What is the magic wand?

Hard work.

Needless to say, at their age, they were not impressed with my wisdom nor sense of humor.

But, I think many of you can appreciate that statement, and maybe you heard a version of this from your own parent or coach at one time.

In our context, as adult athletes and artists and professionals of all sorts, I may revise this saying a bit.

The magic wand is consistency of work.

 

Big Work, Broken Up Into Small Pieces

A little bit of work, done consistently, can accomplish a lot over days, weeks and months, and years.

This ‘magic wand’ approach does assume that you’ve got a decent method and tools to work with. When you do, consistent, mindful effort produces results over time. The magic is not in the savings of time, because it does cost time every day, and it takes days and days to affect transformation. Magic is found in the fact that a big amount of work broken up into very small bits of work then distributed frequently over a period of time will often produce marvelous results.
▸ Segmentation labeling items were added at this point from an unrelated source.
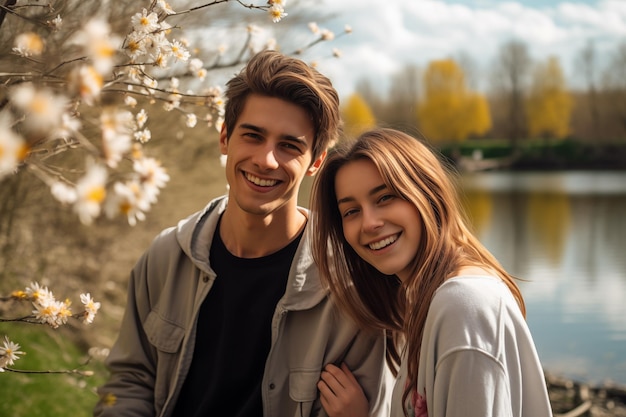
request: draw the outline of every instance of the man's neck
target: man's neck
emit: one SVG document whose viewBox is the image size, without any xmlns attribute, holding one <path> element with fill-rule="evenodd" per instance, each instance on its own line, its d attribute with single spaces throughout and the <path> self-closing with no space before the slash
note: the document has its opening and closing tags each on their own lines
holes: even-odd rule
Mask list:
<svg viewBox="0 0 626 417">
<path fill-rule="evenodd" d="M 296 208 L 260 216 L 227 207 L 219 233 L 233 255 L 259 258 L 287 246 L 302 232 L 306 221 L 306 215 Z"/>
</svg>

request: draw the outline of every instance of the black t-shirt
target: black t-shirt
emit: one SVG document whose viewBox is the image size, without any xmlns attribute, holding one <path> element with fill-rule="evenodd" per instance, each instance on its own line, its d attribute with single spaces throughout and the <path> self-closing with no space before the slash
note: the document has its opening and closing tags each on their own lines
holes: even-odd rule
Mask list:
<svg viewBox="0 0 626 417">
<path fill-rule="evenodd" d="M 224 246 L 218 224 L 209 255 L 217 278 L 200 308 L 175 417 L 263 415 L 261 382 L 272 316 L 301 237 L 271 255 L 238 258 Z"/>
</svg>

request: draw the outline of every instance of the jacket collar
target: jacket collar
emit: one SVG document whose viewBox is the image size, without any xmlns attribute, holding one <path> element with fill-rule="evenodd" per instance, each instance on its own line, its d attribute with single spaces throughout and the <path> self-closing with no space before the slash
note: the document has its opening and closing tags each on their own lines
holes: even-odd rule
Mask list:
<svg viewBox="0 0 626 417">
<path fill-rule="evenodd" d="M 226 209 L 228 197 L 218 197 L 207 206 L 181 220 L 177 226 L 177 239 L 183 252 L 194 265 L 209 275 L 215 275 L 209 265 L 208 253 L 220 215 Z M 308 210 L 299 207 L 308 217 Z M 285 295 L 279 305 L 288 310 L 304 310 L 317 305 L 326 297 L 321 286 L 319 271 L 313 262 L 310 247 L 311 228 L 307 224 L 289 270 Z"/>
</svg>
Doing 10 minutes of breathing work to address your weaknesses in every practice, several practices each week, over a few weeks, will produce much better breathing skill. This is how I got skilled at sneaky breathing. It did not happen in just one session or in just a few. It took months.
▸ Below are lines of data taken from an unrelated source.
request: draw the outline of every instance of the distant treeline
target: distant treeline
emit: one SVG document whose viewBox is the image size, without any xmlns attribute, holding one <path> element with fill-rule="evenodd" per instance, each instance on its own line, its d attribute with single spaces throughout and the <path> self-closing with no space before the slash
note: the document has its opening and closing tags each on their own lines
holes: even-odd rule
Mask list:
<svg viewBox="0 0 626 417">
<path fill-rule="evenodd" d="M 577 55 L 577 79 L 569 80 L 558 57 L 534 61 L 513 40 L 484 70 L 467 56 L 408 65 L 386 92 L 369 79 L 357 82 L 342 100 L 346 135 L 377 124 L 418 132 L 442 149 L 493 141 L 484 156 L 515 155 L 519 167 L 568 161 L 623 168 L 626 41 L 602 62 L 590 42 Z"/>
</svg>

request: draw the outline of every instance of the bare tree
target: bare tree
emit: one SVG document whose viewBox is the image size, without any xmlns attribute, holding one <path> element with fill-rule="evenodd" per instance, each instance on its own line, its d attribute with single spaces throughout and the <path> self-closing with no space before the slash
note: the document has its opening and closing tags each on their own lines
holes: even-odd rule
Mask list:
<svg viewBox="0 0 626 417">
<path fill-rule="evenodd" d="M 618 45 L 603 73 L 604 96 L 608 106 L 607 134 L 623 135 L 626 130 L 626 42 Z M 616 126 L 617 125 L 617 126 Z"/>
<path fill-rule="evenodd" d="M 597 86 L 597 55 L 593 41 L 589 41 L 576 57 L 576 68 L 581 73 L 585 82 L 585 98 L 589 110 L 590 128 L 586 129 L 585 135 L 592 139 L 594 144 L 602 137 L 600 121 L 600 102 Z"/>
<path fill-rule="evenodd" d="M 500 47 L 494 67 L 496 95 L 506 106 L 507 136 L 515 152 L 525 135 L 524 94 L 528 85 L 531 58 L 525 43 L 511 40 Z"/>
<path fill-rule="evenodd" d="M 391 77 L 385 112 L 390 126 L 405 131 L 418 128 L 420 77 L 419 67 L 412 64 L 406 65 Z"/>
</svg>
Making the ideal ‘arm switch timing’ one of your focal points in warm up and the main set of practice, in every practice, several practices each week, over several weeks, will make ideal arm switch timing become an easy habit. 

Doing 10 minutes of body-weight conditioning 3 or 4 times a week, over several weeks will produce a much stronger body. This is how I increased my strength and stability in my joints and am now stronger than I have been in years.

Taking a small segment of a foreign language, going out into the community each day to use it over and over, letting others interact with you, will eventually make you fluent. This is how I learned Turkish.

Through a similar process of taking a little piece and using it a lot is how I taught myself to play guitar. This is how I taught myself to use Auto-CAD and its all important hot-keys. This is how I can write with both hands.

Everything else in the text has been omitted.